Dr. Visscher passed away in December 2013 at age 84.
Robert Visscher lives with his wife Marge in Freedom Village in Holland. Dr. Visscher is a retired obstetrician-gynaecologist and certified reproductive endocrinologist. Earning his BA degree from Hope College and MD degree from the University of Michigan, he interned at James Decker Munson Hospital in Traverse City and did his residency at the U.S. Naval Hospital in San Diego, CA. After spending seven years in the U.S. Navy as a Medical Officer, Dr. Visscher was in private practice for 28 years in Grand Rapids, including 20 years with his twin brother. During that time he was also a Clinical Professor at Michigan State University, Director of the OB-GYN Residency Program at Blodgett-St Mary’s Hospitals, and started the first community hospital In-Vitro Fertilization Program in the United States at Blodgett Hospital in 1982.
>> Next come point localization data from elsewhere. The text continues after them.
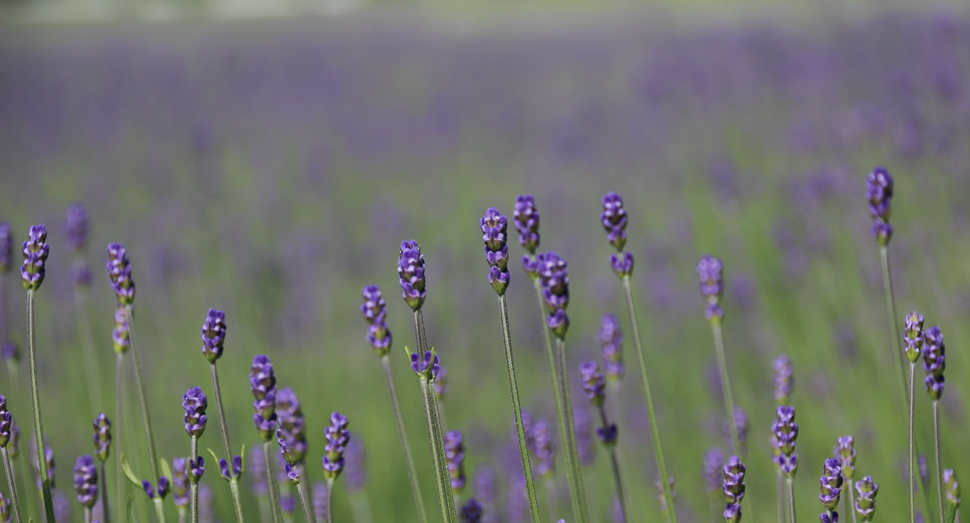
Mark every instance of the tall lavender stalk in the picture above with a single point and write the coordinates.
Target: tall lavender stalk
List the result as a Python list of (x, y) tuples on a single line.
[(213, 338), (262, 383), (594, 384), (614, 219), (120, 275), (32, 272), (6, 427), (379, 336), (494, 227), (102, 448), (78, 228), (934, 363)]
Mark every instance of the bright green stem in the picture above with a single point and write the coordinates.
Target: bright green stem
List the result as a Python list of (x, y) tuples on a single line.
[(887, 282), (90, 357), (405, 445), (11, 483), (577, 493), (791, 499), (274, 492), (119, 395), (648, 397), (104, 495), (912, 448), (446, 502), (936, 451), (517, 410), (554, 374), (726, 386), (142, 397), (45, 480)]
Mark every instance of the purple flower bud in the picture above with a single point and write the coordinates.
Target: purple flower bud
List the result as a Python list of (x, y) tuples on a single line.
[(865, 505), (455, 456), (526, 218), (784, 378), (713, 469), (102, 437), (119, 272), (6, 248), (614, 220), (262, 383), (934, 362), (471, 512), (710, 270), (86, 481), (410, 270), (180, 481), (337, 439), (35, 251), (194, 402), (77, 226), (213, 335)]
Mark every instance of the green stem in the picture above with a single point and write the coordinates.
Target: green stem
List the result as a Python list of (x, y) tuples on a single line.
[(939, 469), (11, 482), (405, 445), (274, 493), (445, 499), (577, 493), (152, 456), (912, 450), (517, 411), (45, 480), (89, 355), (726, 386), (648, 397)]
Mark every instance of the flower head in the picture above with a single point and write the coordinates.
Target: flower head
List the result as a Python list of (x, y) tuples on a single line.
[(35, 251)]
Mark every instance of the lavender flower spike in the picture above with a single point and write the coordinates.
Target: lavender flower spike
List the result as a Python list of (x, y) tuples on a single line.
[(119, 272), (410, 270), (35, 251), (86, 481), (374, 310), (494, 226), (213, 335), (733, 489), (455, 456), (611, 341), (865, 506), (262, 383), (102, 437), (879, 192)]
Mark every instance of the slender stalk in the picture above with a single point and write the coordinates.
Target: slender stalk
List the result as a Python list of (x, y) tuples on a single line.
[(936, 450), (577, 493), (45, 480), (726, 386), (517, 410), (104, 495), (274, 493), (912, 450), (12, 484), (152, 456), (791, 499), (405, 445), (648, 397), (87, 348), (445, 498)]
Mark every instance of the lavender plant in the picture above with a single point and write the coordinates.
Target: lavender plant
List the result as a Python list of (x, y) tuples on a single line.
[(374, 310), (494, 227), (594, 384), (32, 272), (615, 219)]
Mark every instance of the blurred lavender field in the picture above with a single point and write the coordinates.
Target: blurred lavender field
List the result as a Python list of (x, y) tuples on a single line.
[(272, 167)]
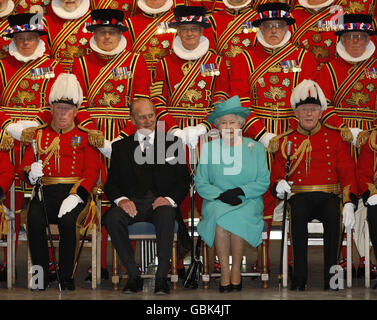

Dr. Visscher left private practice in 1991 to become the Medical Director and then the Executive Director of the American Society for Reproductive Medicine, which is the national representative and advocate for reproductive medicine in the United States. He has published 26 articles for professional and lay journals. After retiring in 1996, Dr. Visscher’s interests have been primarily in ethics associated with in-vitro fertilization and related technologies. He is the president of the Board of the National Fertility Support Center, which councils parents and promotes embryo donation of unused cryopreserved embryos to couples with unmet family needs. Dr. Visscher has received awards and honors from Blodgett Hospital, Spectrum Health, Hope College, University of Michigan, Northwestern University, and the American College of Obstetricians and Gynecologists. His non-professional activities include choir, deacon, elder and vice-president of different churches, and several state and national committees and boards.